Document - Algérie. Craintes pour la sécurité / Craintes de torture ou d'autres mauvais traitements. Rabah Kadri

ACTION URGENTE


DOCUMENT PUBLIC Index AI : MDE 28/004/2008 – ÉFAI

30 avril 2008


Informations complémentaires sur l'AU 101/08 (MDE 28/003/2008, 18 avril 2008) – Craintes pour la sécurité / Craintes de torture ou d'autres mauvais traitements


ALGÉRIE Rabah Kadri (h), ressortissant algérien



Rabah Kadri a été libéré sans inculpation le 27 avril vers 13 heures. Il était détenu au secret depuis douze jours. Il a pu se rendre chez ses parents, à Alger, où il séjourne actuellement. Il ne risque plus de subir aucune forme de torture ou de mauvais traitements.

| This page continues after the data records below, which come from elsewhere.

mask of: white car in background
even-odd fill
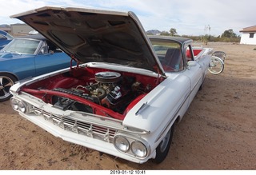
[[[78,66],[10,89],[19,114],[65,141],[144,163],[167,156],[204,82],[212,50],[148,37],[132,12],[42,7],[14,15]]]

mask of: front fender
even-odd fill
[[[161,130],[173,117],[178,117],[190,92],[190,83],[186,76],[167,78],[127,113],[123,125],[150,133]]]

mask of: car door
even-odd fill
[[[192,46],[190,45],[186,46],[184,50],[187,50],[188,48],[190,49],[190,50],[192,50]],[[192,53],[190,53],[190,59],[188,60],[186,58],[187,67],[185,71],[185,74],[189,77],[191,85],[190,103],[192,101],[198,90],[199,89],[203,78],[202,66],[200,65],[199,60],[194,60],[194,54]]]
[[[36,75],[41,75],[70,66],[70,58],[61,50],[49,50],[45,42],[34,58]]]

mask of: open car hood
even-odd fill
[[[46,6],[11,18],[23,21],[81,62],[121,64],[164,74],[133,12]]]

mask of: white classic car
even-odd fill
[[[70,142],[137,163],[166,158],[211,49],[148,37],[132,12],[47,6],[12,18],[78,62],[13,86],[14,110]]]

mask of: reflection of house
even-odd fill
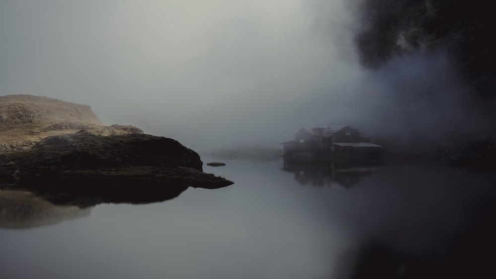
[[[283,170],[295,174],[295,179],[302,186],[318,187],[338,185],[349,188],[360,183],[360,177],[372,175],[380,163],[361,163],[351,161],[318,164],[295,163],[286,159]]]
[[[282,143],[284,156],[290,158],[376,159],[382,147],[349,125],[302,128],[294,140]]]

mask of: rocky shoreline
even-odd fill
[[[1,114],[5,113],[0,110]],[[2,117],[4,122],[12,118]],[[14,121],[3,130],[19,132],[31,123]],[[203,172],[198,154],[174,139],[145,134],[133,126],[92,125],[45,137],[30,148],[4,151],[0,154],[0,189],[26,190],[54,204],[87,207],[162,201],[188,187],[215,189],[234,183]],[[123,131],[112,132],[116,130]],[[11,146],[25,142],[1,135]]]

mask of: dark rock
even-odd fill
[[[223,163],[220,163],[218,162],[213,162],[211,163],[207,163],[207,166],[210,166],[211,167],[221,167],[223,166],[226,166],[226,164]]]
[[[196,152],[172,139],[81,131],[4,155],[0,188],[28,190],[56,204],[84,207],[163,201],[189,186],[215,189],[233,183],[203,172],[202,164]]]

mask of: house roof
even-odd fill
[[[305,128],[312,135],[322,135],[324,138],[330,137],[339,132],[347,125],[335,125],[333,126],[322,126],[316,128]]]
[[[353,146],[354,147],[382,147],[381,145],[370,142],[335,142],[334,145],[339,146]]]

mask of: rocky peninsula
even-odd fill
[[[0,189],[59,205],[140,203],[188,187],[233,182],[202,171],[197,153],[132,126],[104,126],[87,106],[30,95],[0,97]]]

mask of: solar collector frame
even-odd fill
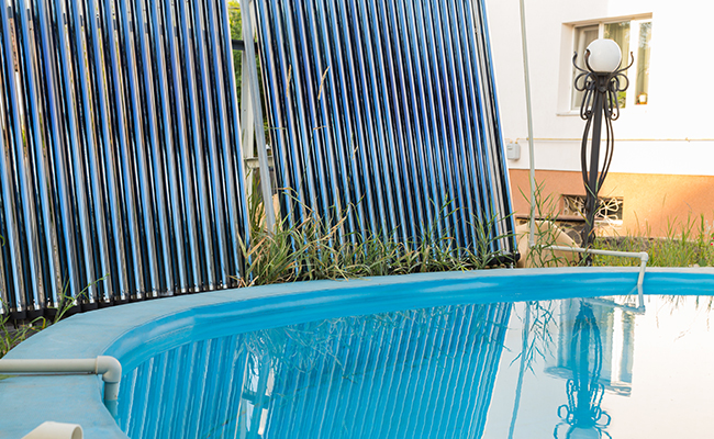
[[[513,255],[482,2],[255,4],[288,224]]]
[[[225,2],[11,1],[0,32],[2,312],[236,286],[248,224]]]

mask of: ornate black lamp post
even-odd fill
[[[632,54],[631,54],[632,56]],[[624,71],[632,66],[632,63],[618,69],[622,60],[620,46],[612,40],[595,40],[585,49],[585,69],[578,67],[572,57],[572,64],[580,71],[576,77],[574,86],[578,91],[583,92],[582,104],[580,105],[580,117],[585,123],[585,131],[582,135],[582,147],[580,160],[582,166],[582,180],[585,184],[585,228],[582,230],[582,247],[589,248],[595,238],[594,224],[598,211],[598,191],[602,187],[610,169],[614,149],[614,136],[612,121],[620,116],[617,93],[625,91],[629,86]],[[633,57],[634,61],[634,57]],[[605,121],[605,154],[603,168],[600,173],[600,147],[602,122]],[[588,164],[588,135],[592,130],[592,143],[590,146],[590,164]],[[587,264],[591,258],[587,257]]]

Il a été arrêté par des agents en civil des services de sécurité le 16 avril en arrivant à l'aéroport d'Alger après avoir été expulsé du territoire français. Il ne sait pas où il était détenu, mais il semblerait qu'il ait été placé dans l'un des centres de détention non officiels du Département du renseignement et de la sécurité (DRS) dans la capitale algérienne.

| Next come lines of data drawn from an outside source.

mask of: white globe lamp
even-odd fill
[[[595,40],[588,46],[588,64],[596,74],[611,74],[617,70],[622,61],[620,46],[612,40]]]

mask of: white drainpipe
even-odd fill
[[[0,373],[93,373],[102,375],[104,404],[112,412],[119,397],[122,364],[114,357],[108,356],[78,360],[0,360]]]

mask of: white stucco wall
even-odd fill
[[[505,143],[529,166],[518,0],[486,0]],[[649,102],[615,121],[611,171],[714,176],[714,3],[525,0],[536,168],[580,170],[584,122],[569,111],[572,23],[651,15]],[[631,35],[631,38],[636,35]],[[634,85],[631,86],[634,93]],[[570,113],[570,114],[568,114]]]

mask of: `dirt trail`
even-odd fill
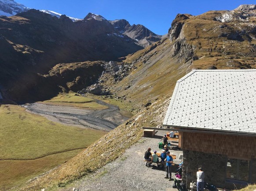
[[[114,129],[128,119],[121,115],[118,106],[95,100],[98,103],[107,106],[109,108],[93,111],[41,103],[33,103],[22,106],[28,111],[40,114],[52,121],[106,131]]]

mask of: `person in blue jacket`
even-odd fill
[[[165,150],[163,150],[161,155],[160,156],[160,157],[161,158],[161,163],[165,163],[165,160],[167,157],[167,155],[165,152]]]
[[[166,162],[166,176],[165,178],[169,178],[169,180],[172,180],[172,164],[173,163],[173,159],[170,154],[170,152],[168,151],[166,152],[167,157],[165,159]]]

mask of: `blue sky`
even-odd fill
[[[89,12],[107,20],[124,19],[131,25],[143,25],[154,32],[168,32],[179,13],[197,15],[212,10],[232,10],[256,0],[15,0],[26,7],[53,11],[84,18]]]

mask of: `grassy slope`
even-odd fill
[[[14,105],[0,107],[0,188],[22,180],[24,182],[32,177],[31,173],[34,176],[48,170],[79,150],[41,157],[86,148],[106,134],[54,123],[25,110]]]
[[[75,96],[75,93],[63,93],[58,95],[50,100],[43,102],[46,104],[61,105],[91,110],[104,110],[107,109],[106,106],[99,104],[96,100],[81,96]]]
[[[243,48],[245,45],[255,42],[245,40],[241,43],[216,38],[213,28],[221,23],[211,19],[211,14],[195,17],[185,21],[185,25],[188,25],[183,29],[186,42],[194,46],[193,53],[198,57],[198,60],[189,63],[181,59],[180,55],[174,55],[174,45],[178,40],[171,42],[168,39],[158,42],[154,48],[151,48],[152,45],[128,57],[125,61],[135,62],[137,68],[120,82],[113,82],[113,91],[121,96],[127,95],[127,100],[132,100],[142,108],[140,112],[126,124],[120,126],[101,138],[99,142],[91,146],[54,172],[28,184],[23,190],[34,190],[69,182],[118,157],[125,149],[140,138],[142,127],[155,127],[162,124],[176,81],[192,69],[207,69],[212,65],[216,65],[218,69],[241,68],[241,65],[227,64],[229,60],[234,59],[240,59],[242,64],[249,64],[252,68],[255,68],[255,59],[249,56],[253,53],[245,52],[249,55],[246,57],[236,55],[240,49],[245,51]],[[205,27],[208,28],[202,30]],[[212,34],[214,35],[211,39],[209,35]],[[224,42],[225,47],[233,47],[228,55],[225,54],[227,49],[223,46]],[[131,85],[131,88],[125,90],[124,88],[128,85]],[[142,107],[148,102],[152,103],[150,106],[146,108]],[[124,132],[130,134],[126,136],[125,140],[122,135]],[[102,156],[99,156],[95,150]]]

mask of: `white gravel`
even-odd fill
[[[158,143],[166,131],[158,131],[154,138],[142,138],[115,161],[75,183],[73,184],[75,190],[177,191],[171,189],[173,181],[164,178],[166,175],[165,169],[158,168],[156,164],[153,167],[147,167],[143,161],[145,152],[149,147],[152,151],[156,150],[161,152],[161,149],[158,148]],[[173,147],[175,149],[176,148],[175,146],[177,145],[177,143],[172,142],[171,148]],[[176,149],[169,151],[171,154],[176,156],[175,163],[179,163],[182,159],[183,152]],[[177,165],[172,166],[172,178],[177,167]]]

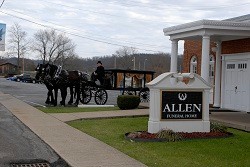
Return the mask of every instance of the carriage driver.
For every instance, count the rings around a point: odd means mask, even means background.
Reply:
[[[97,76],[96,78],[100,81],[100,84],[103,85],[105,73],[104,73],[104,67],[102,66],[101,61],[97,62],[97,68],[94,74]]]

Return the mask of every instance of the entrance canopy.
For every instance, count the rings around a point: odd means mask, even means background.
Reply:
[[[249,15],[250,17],[250,15]],[[249,22],[199,20],[163,29],[170,40],[200,39],[210,36],[211,41],[229,41],[250,37]]]

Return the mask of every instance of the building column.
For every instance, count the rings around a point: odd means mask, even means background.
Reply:
[[[210,36],[202,37],[201,77],[209,82]]]
[[[214,107],[220,107],[221,96],[221,42],[216,42],[216,66],[215,66],[215,88]]]
[[[178,40],[172,40],[170,72],[177,72]]]

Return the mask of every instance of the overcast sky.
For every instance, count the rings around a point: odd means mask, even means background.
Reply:
[[[0,22],[7,25],[6,41],[14,23],[30,38],[40,29],[55,28],[73,40],[80,57],[87,58],[112,55],[122,46],[140,53],[170,53],[163,28],[237,17],[249,14],[249,9],[250,0],[5,0]]]

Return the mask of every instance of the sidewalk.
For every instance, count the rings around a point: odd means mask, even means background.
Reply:
[[[21,100],[1,92],[0,103],[73,167],[145,166],[64,122],[76,119],[148,115],[148,109],[45,114]],[[229,127],[250,131],[250,114],[244,112],[211,112],[210,119]]]
[[[72,167],[143,167],[139,161],[10,95],[0,103]]]

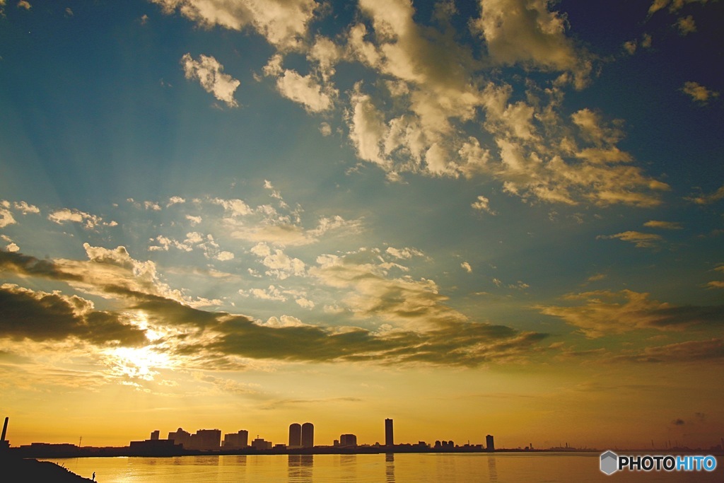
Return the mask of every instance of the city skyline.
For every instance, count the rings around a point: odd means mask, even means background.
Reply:
[[[9,439],[719,444],[722,18],[0,0]]]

Rabah Kadri a déclaré à Amnesty International qu'il avait été traité avec humanité. Il a été interrogé au sujet des activités qui l'avaient conduit à être condamné à une peine de prison en France. Il a également indiqué qu'on lui avait demandé de signer une déclaration attestant qu'il avait été bien traité jusqu'à sa libération. Les personnes qui viennent d'être libérées par le DRS se montrent généralement très prudentes lorsqu'elles évoquent la manière dont elles ont été traitées en détention, de peur qu'une attitude critique vis-à-vis des autorités ne leur vaille des représailles.

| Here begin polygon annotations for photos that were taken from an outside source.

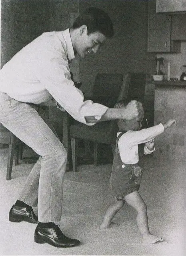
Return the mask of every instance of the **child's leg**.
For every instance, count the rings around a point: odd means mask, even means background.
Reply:
[[[152,235],[150,233],[148,228],[146,205],[138,191],[136,191],[127,195],[124,197],[124,199],[129,205],[137,211],[137,223],[144,242],[154,244],[163,241],[162,238]]]
[[[100,227],[101,229],[108,228],[112,227],[115,223],[112,222],[114,216],[123,206],[124,202],[123,199],[117,199],[113,205],[111,205],[107,209],[104,218],[103,222]]]

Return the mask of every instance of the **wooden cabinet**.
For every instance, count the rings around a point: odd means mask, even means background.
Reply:
[[[171,16],[156,13],[156,1],[149,1],[148,52],[180,52],[180,42],[171,40]]]
[[[171,16],[171,39],[186,41],[186,13]]]
[[[186,12],[186,0],[156,0],[157,12]]]

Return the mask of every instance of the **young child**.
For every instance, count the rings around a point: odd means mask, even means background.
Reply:
[[[115,107],[126,105],[121,102]],[[144,116],[142,112],[139,116],[132,120],[118,121],[119,132],[110,180],[116,200],[108,209],[100,228],[108,228],[117,225],[112,222],[112,220],[126,201],[137,211],[137,223],[143,242],[154,244],[163,239],[150,233],[146,205],[138,192],[143,172],[143,156],[144,153],[147,154],[154,151],[155,137],[173,124],[176,124],[176,120],[170,119],[163,124],[141,129]],[[142,149],[142,145],[139,144],[143,143],[145,144]]]

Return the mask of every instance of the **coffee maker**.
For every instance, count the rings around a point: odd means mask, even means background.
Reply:
[[[163,75],[163,67],[164,63],[164,58],[163,57],[161,58],[156,58],[156,75]]]

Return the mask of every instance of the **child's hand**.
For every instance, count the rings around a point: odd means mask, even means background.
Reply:
[[[171,126],[173,124],[176,125],[176,121],[175,119],[170,119],[163,124],[163,126],[164,126],[164,128],[166,129],[167,128],[168,128],[168,127]]]
[[[154,149],[154,139],[150,140],[150,141],[148,141],[145,143],[145,145],[149,150],[152,150]]]

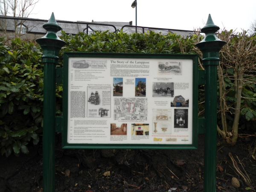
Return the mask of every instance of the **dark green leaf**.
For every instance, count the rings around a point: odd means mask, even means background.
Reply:
[[[39,142],[39,136],[38,136],[38,135],[37,135],[36,138],[33,140],[33,143],[34,143],[34,145],[37,145]]]
[[[31,109],[32,110],[32,111],[33,111],[35,113],[37,112],[37,109],[35,107],[33,106],[31,107]]]
[[[1,155],[3,155],[6,152],[5,148],[4,147],[2,147],[1,148]]]
[[[26,115],[30,111],[30,108],[26,108],[25,110],[24,110],[24,114]]]
[[[248,111],[245,114],[245,118],[246,119],[246,120],[247,121],[250,121],[253,118],[253,114],[250,111]]]
[[[21,145],[21,152],[25,154],[28,154],[29,153],[28,148],[24,145]]]
[[[20,152],[20,145],[17,142],[15,142],[14,143],[13,143],[12,148],[13,149],[13,151],[15,153],[18,154]]]
[[[12,114],[13,112],[14,107],[13,105],[11,105],[10,104],[8,105],[8,113],[10,115]]]
[[[7,147],[7,148],[6,150],[6,155],[7,157],[9,157],[9,156],[10,156],[10,155],[12,154],[12,146],[9,145]]]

En revanche, Rabah Kadri s'est plaint du traitement qui lui avait été réservé en France lors de sa sortie de la prison de Val-de-Reuil, le 14 avril. Il affirme qu'il a été conduit à un poste de police et contraint à passer la nuit enfermé dans une cellule exiguë, sale et malodorante. Le lendemain, il a été emmené en avion jusqu'à Marseille, dans le sud du pays, avant d'être embarqué à bord d'un bateau pour Alger. Selon lui, il a également été enfermé dans une cellule pendant cette traversée.


Aucune action complémentaire n'est requise de la part du Réseau Actions urgentes. Un grand merci à tous ceux qui ont envoyé des appels.